The conservation status of tawny frogmouths is "least concern" due to their widespread distribution. A number of ongoing threats to the health of the population, though, are known. Many bird and mammalian carnivores are known to prey upon the tawny frogmouth. Native birds, including ravens, butcherbirds, and currawongs, may steal the protein-rich eggs to feed their own young. Birds of prey such as hobbies and falcons, as well as rodents and tree-climbing snakes, also cause major damage to the clutches by taking eggs and nestlings. In subtropical areas where food is available throughout the year, tawny frogmouths sometimes start brooding earlier in winter to avoid the awakening of snakes after brumation. Since 1998, a cluster of cases of neurological disease has occurred in tawny frogmouths in the Sydney area, caused by the parasite Angiostrongylus cantonensis, a rat lungworm.

===Human impact===
Tawny frogmouths face a number of threats from human activities and pets. They are often killed or injured on rural roads during feeding, as they fly in front of cars when chasing insects illuminated in the beam of the headlights. Large-scale land clearing of eucalypt trees and intense bushfires are serious threats to their populations, as they tend not to move to other areas if their homes are destroyed. House cats are the most significant introduced predator of the tawny frogmouth, but dogs and foxes are known to also occasionally kill the birds. When tawny frogmouths pounce to catch prey on the ground, they are slow to return to flight and vulnerable to attack from these predators.
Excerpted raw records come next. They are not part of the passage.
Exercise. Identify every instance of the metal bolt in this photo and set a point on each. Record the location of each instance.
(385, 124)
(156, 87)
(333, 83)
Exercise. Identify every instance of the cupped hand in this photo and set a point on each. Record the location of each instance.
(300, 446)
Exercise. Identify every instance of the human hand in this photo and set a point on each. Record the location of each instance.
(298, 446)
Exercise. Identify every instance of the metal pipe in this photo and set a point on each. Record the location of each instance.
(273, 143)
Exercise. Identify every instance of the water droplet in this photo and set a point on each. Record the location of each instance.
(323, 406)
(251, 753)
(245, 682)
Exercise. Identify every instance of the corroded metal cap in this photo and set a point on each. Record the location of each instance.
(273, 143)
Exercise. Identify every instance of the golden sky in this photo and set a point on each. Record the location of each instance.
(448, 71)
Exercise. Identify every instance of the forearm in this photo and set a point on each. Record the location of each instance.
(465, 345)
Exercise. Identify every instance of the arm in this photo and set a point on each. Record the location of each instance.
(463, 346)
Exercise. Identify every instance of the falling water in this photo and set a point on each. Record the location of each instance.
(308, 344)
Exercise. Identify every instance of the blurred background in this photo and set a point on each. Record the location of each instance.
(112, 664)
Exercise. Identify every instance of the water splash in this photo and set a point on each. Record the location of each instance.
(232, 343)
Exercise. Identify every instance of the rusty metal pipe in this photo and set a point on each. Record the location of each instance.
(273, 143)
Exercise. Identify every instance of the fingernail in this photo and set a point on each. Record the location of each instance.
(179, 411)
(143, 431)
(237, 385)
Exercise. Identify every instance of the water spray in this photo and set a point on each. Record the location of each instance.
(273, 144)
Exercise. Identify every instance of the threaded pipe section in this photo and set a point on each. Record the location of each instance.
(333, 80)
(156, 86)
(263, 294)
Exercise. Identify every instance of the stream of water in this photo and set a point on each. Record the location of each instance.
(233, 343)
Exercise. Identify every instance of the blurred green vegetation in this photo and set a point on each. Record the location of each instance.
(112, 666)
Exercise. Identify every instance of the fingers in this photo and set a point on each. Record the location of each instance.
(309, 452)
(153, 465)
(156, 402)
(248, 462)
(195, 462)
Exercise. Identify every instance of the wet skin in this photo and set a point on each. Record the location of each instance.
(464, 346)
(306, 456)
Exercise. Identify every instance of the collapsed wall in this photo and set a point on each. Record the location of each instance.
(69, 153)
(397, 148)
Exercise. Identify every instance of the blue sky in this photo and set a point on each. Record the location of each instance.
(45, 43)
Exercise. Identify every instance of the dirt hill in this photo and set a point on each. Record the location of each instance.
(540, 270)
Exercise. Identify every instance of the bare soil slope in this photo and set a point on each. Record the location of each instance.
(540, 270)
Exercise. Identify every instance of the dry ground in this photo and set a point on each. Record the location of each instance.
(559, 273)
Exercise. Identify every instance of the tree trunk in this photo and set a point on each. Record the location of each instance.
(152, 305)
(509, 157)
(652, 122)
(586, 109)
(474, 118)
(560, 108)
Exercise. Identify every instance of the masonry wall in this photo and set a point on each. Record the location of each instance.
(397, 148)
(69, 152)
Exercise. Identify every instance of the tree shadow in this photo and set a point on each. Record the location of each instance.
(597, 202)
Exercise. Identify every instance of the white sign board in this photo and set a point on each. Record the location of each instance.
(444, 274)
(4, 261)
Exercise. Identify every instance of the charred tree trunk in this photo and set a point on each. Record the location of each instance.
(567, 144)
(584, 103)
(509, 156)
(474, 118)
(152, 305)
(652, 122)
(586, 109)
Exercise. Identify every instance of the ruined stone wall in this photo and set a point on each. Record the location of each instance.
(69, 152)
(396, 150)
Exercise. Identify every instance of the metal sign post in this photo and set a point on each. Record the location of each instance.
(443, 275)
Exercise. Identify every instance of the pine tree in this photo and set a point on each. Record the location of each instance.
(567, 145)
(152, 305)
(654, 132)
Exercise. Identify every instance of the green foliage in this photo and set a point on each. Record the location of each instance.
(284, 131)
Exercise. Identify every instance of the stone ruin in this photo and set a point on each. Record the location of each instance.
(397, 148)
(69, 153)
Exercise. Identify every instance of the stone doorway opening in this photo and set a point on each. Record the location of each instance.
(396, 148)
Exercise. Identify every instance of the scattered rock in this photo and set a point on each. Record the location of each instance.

As they have adapted to live in close proximity to human populations, tawny frogmouths are at high risk of exposure to pesticides. Continued widespread use of insecticides and rodent poisons are hazardous, as they remain in the system of the target animal and can be fatal to a tawny frogmouth that eats them. The effect of these toxins is often indirect, as they can be absorbed into fatty tissue with the bird experiencing no overt signs of ill health until the winter, when the fat deposits are drawn on and the poison enters the bloodstream.